Elle se cachait dans la maison, dans l'obscurité. Elle entendait les sons de quelqu'un qui se déplaçait aux environs. Il y avait de la lumière au-delà, alors qu'il faisait nuit à l'extérieur. Elle sentit qu'elle y était presque, qu'elle allait découvrir ce qui était finalement arrivé à leurs parents cette nuit-là. La lumière qui venait de la fenêtre se mit à briller plus fort, encore plus fort, et —
“Réveille-toi”, dit Sophia en la secouant. “Tu rêves, Kate.”
Kate cligna des yeux puis les ouvrit à contrecœur. Les rêves étaient toujours beaucoup plus beaux que le monde où elle vivait.
Elle plissa les yeux quand elle sentit la lumière. Aussi incroyable que cela puisse paraître, le matin était arrivé. C'était le premier jour de sa vie où elle dormait toute la nuit à l'extérieur de la puanteur et des cris que renfermaient les murs de l'orphelinat, le premier jour de sa vie où elle s'éveillait quelque part ailleurs, peu importe où. L'endroit en question avait beau être très humide, elle était folle de joie.
Elle ne remarqua pas seulement la différence entre la lumière du matin et celle de l'après-midi finissant : elle vit aussi que la rivière qui coulait devant elles avait retrouvé son animation grâce aux barges et aux bateaux qui se dépêchaient de la remonter aussi loin que possible. Certains étaient propulsés par de petites voiles, d'autres par des perches qui les poussaient ou des chevaux qui les remorquaient à partir du bord de la rivière.
Autour d'elles, Kate entendait se réveiller le reste de la ville. Les cloches du temple sonnaient l'heure pendant que, entre-temps, elle entendait les bavardages de toute la population de la ville qui allait travailler ou partait pour d'autres voyages. C'était Firstday, un bon jour pour commencer les choses. Peut-être cela porterait-il aussi bonheur aux deux sœurs.
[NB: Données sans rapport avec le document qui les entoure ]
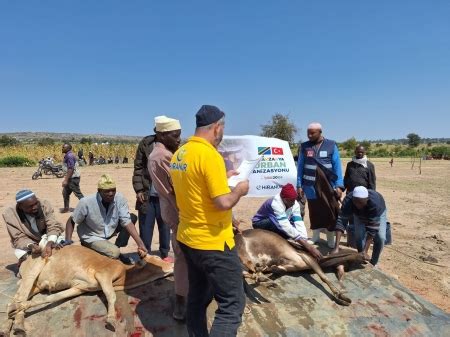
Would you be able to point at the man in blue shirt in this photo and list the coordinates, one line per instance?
(368, 209)
(101, 216)
(281, 214)
(71, 182)
(319, 179)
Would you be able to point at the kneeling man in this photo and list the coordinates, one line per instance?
(368, 210)
(31, 223)
(101, 216)
(281, 215)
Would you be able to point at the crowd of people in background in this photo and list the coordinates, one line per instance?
(184, 191)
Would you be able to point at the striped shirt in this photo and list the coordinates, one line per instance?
(369, 215)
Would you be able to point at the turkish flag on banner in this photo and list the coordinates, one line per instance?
(277, 150)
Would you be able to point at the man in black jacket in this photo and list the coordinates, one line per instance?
(368, 210)
(359, 172)
(147, 200)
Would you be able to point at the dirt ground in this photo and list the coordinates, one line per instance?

“Je fais tout le temps le même rêve”, dit Kate. “Je n'arrête pas de rêver de … de cette nuit.”
Elles semblaient toujours se retenir de lui donner un nom plus précis. C'était étrange, car elles pouvaient probablement communiquer plus franchement que tous les autres citoyens de la ville. Malgré cela, Kate et Sophia hésitaient encore à parler franchement de cette chose-là.
L'expression de Sophia s'assombrit et Kate regretta immédiatement ses paroles.
“Moi aussi, il m'arrive d'en rêver”, admit tristement Sophia.
Kate se tourna vers elle, intéressée. Sa sœur devait savoir. Elle avait été plus grande, elle devait en avoir vu plus.
“Tu sais ce qui s'est passé, n'est-ce pas ?” demanda Kate. “Tu sais ce qui est arrivé à nos parents.”
C'était plus une affirmation qu'une question.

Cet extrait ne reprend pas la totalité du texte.